Financing a Private School Education Without Sacrificing Financial Goals

August 19, 2015

CFP Board Consumer Advocate shares tips on making private school more affordable

Families that choose to send their grade- or high school age children to private schools, including parochial schools, face special challenges in financing this education. Compared to a college education, there are fewer savings tools available for private schools, and less time to build up those savings.

In her latest contribution to, CFP Board Consumer Advocate Eleanor Blayney, CFP®, offers several suggestions on making a private school education fit within the boundaries of one’s financial plan.

“There are plenty of reasons to send a child to a private school: smaller classrooms, specially focused programs or sometimes religious alignment,” said Blayney. “However, in wanting to give a child the gift of a unique education, it’s easy to encounter pitfalls that will ruin the financial goals you’ve set for yourself.”

For parents looking to make private school more affordable, Blayney provides the following cost-saving tips:

  • Incorporate specialized savings accounts into your financial plan: Two types of savings accounts parents should consider are Coverdell Education Savings Accounts (CESA) and Custodial Accounts (UGMAs and UTMAs). CESAs are similar to 529 plans for college, while UGMAs and UTMAs – typically considered for colleges – can be used for private schooling as well.

  • Negotiate tuition payments: It can never hurt to try and negotiate down a school’s sticker price. A school may offer discounts for families with multiple children attending the school, and most are willing to work with you in establishing payment plans.

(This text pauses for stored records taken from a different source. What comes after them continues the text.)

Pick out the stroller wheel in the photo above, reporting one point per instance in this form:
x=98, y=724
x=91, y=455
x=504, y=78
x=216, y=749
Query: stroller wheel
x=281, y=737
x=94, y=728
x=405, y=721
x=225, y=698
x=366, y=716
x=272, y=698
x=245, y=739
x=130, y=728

  • Apply for financial aid: No matter your family’s wealth, be sure to fill out a school’s Parent’s Financial Statement to determine eligibility for financial aid. Many schools offer scholarships based on need, and in some cases, community organizations or churches that support the school may have funds for deserving students.

  • For religious schools, look for discounts: Members of a church or other place of worship may be eligible for tuition discounts at the schools sponsored and run by these religious entities.

  • Investigate loans/aid from outside sources: Sallie Mae offers a K-12 Family Education Loan at unpublished, but “competitive” interest rates. Another resource is Your Tuition Solution which offers pre-college education loans at fixed rates. 

  • Consider “private” curriculums offered at a public school: Parents with academically gifted children might also look for public schools that offer International Baccalaureate (IB) Programs, housed in qualifying public schools. IB students are taught an advanced curriculum apart from the rest of the student body, but enjoy the same benefits of extracurricular activities, sports programs, and even public transportation. 

“For parents who think that private school is right for their family, it takes careful goal setting and financial planning to make this financially feasible,” said Blayney. “When making this decision, consult a CFP® professional that can provide objective and competent advice in the context of your personal situation, your family, and the future you are striving to build for you and your children.”